Tiempo para mí mismo, inmerso en esos maravillosos momentos en los que nada ocurre, paralizadas las manecillas del reloj, retenido el futuro por un presente complaciente, impregnado de esa brisa veraniega que repta por los poros mojados, esquivando el sol de la tarde. No es necesario cerrar los ojos: todo lo que se anhela, está ahí, bailando a ritmo de ballet, justo delante de mis ojos, al alcance de todo aquel que sea capaz de emocionarse ante un rojo atardecer y los sonidos de un mar que apenas se despereza cada día, siempre complaciente, constantemente paciente. Al sumergirme en él, vuelvo a la infancia, cada vez más lejana y en consecuencia, permanentemente soñada. Qué fácil es la vida cuando se vive sin pensar en ella.

Leo a; Lovecraft, Thomas Mann, Horace McCoy, Hugo Pratt, Harold Foster. Pero también a Heinrich Böll, Borges, Homero, Baudelaire, Samuel Beckett, entre otros, atendiendo a simples impulsos, basta una referencia, un artículo en un periódico, un título en el lomo de un libro; con frecuencia, un fugaz recuerdo y una asociación de ideas. Espíritu iconoclasta, por encima de cualquier canon, pero también voracidad literaria, que no cesa. En el fondo, simple placer. Abstraerse con cualquier lectura frente al mar, cómodamente sentado en una silla, con una botella de agua fría a buen recaudo, es sinónimo de levitar, junto a los derviches giróvagos y los monjes tibetanos. A los primeros los vi en Estambul, admirando el éxtasis religioso de sus ceremonias, girando sin cesar en un viaje místico. A los segundos, los admiré en su hábitat, como distinguidos hombres que trascendían su propia naturaleza, que rebosaban conocimiento y armonía. Alguien me explicó que siempre estaban meditando y con frecuencia, dejaban atrás su forma corpórea y así, de forma no visible, se paseaban por los cielos.  Quién sabe, recuerdo sensaciones parecidas, siempre oníricas, en clases intensas de yoga, antes de su globalización en los gimnasios. A las 19,00 horas puedes elegir entre una clase de zumba, de spinning o de yoga. 

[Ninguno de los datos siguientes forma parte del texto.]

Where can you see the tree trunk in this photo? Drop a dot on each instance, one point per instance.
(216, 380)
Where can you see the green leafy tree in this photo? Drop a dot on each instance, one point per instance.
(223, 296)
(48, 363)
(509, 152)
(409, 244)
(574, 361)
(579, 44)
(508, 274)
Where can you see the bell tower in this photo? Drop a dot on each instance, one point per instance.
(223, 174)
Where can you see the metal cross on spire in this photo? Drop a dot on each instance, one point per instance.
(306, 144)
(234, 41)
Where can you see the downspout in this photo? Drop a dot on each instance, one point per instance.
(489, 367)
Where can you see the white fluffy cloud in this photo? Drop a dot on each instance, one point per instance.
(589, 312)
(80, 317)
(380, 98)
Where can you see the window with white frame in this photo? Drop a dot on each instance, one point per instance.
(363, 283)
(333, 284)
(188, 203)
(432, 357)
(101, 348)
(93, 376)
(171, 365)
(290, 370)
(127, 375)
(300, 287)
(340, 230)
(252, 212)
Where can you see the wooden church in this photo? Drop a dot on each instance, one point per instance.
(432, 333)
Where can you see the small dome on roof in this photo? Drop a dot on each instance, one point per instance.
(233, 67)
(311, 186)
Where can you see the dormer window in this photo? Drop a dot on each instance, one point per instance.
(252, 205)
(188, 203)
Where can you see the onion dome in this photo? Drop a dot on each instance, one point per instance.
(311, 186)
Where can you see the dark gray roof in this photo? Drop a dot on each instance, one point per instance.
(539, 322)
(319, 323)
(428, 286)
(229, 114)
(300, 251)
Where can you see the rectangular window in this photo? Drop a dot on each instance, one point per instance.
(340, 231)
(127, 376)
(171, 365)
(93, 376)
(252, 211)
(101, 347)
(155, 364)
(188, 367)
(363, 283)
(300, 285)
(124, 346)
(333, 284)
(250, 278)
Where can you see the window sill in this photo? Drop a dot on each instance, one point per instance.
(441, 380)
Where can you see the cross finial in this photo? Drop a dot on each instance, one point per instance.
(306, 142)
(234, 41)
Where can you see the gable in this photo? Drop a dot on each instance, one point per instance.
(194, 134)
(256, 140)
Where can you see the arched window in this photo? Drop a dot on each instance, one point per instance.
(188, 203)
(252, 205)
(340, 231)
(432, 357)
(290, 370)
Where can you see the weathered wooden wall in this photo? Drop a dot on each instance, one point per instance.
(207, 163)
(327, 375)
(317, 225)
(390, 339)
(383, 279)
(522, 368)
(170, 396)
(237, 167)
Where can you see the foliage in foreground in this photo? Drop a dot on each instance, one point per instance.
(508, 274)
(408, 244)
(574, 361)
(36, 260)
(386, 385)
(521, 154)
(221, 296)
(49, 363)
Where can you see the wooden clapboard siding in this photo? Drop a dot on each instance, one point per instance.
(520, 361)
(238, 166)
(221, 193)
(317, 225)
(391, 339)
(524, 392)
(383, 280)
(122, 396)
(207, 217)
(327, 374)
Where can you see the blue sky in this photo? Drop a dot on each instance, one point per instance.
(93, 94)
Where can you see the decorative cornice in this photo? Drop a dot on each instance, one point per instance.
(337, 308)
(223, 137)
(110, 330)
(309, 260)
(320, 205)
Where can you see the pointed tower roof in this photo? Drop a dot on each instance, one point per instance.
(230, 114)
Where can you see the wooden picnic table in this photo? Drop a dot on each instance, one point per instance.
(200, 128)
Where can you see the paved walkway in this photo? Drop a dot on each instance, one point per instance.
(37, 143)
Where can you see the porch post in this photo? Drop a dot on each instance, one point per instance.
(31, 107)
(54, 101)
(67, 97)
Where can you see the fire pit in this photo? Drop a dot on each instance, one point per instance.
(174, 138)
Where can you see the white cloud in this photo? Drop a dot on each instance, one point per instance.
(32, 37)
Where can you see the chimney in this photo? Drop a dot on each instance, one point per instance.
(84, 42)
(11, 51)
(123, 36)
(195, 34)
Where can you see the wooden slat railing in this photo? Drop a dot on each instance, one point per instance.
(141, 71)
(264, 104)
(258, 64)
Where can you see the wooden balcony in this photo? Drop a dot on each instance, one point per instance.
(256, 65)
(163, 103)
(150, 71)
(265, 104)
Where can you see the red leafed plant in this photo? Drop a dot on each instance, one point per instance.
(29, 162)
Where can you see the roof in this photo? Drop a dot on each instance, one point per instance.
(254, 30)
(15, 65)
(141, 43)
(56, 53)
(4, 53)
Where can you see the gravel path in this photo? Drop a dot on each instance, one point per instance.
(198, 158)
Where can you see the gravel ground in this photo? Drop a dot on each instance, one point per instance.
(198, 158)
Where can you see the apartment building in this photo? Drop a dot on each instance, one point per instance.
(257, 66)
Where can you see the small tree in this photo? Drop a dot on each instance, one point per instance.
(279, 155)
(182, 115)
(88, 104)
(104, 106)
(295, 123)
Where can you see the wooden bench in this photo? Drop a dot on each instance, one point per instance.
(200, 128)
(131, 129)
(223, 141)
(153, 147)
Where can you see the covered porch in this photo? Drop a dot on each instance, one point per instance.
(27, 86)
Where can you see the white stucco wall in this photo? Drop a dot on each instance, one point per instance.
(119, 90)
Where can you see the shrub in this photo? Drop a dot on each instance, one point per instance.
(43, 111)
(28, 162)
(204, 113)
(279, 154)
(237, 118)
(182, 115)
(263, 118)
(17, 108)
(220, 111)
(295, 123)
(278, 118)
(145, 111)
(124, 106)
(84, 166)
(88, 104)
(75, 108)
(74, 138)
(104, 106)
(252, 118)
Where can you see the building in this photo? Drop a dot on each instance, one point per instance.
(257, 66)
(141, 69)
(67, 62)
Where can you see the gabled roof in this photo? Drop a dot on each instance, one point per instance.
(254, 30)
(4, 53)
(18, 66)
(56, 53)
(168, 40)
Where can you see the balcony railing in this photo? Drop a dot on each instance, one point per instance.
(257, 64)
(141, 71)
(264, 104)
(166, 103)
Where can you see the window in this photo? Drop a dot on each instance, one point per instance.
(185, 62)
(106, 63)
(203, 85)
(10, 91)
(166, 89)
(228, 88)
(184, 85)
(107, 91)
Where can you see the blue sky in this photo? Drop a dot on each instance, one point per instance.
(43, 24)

Todas las películas actuales me defraudan, en mayor o menor medida. La crítica cinematográfica ha perdido o bien su objetividad o bien el conocimiento fundado de la historia del cine para situarse con juicio fundado frente a la pantalla. Posiblemente ambas cosas. Así que recurro, como siempre, a los clásicos: Howard Hawks, John Ford, Cassavetes, Renoir, Truffaut, Rossellini, Pasolini, Antonioni y tantos otros. Las emociones hablan por sí mismas, al contemplar la escena final de Luces en la ciudad, de Chaplin. Las puertas que se cierran constantemente para John Wayne en Centauros del desierto, el amour fou que sufre Belmondo, obsesionado con esa Sirena del Mississippi. Los monólogos del coronel Kurtz, encarnado por Marlon Brando. El anciano que agoniza en Vivir, de Kurosawa. El rostro impenetrable del recientemente fallecido Alain Delon en El silencio de un hombre. No puede haber arte cinematográfico si sus imágenes no desbordan sentimientos, sensaciones, emociones. Esa materia con la que se han forjado los sueños de la humanidad. Así lo entendieron nuestros ancestros: la cueva de Chauvet-Pont-d'Arc, en el sureste de Francia, contiene algunas de las pinturas rupestres figurativas mejor conservadas del mundo, una obra de arte fastuosa. La sensibilidad, ligada a la especie humana desde sus orígenes, que insistimos en solapar a una violencia cada vez más socializada. Ayer, en la playa, un hombre con acento argentino, gritaba con todos sus pulmones al teléfono, ajeno al resto de personas que contemplaban ensimismadas el lirismo de la caída de la tarde. Triste cotidianeidad. 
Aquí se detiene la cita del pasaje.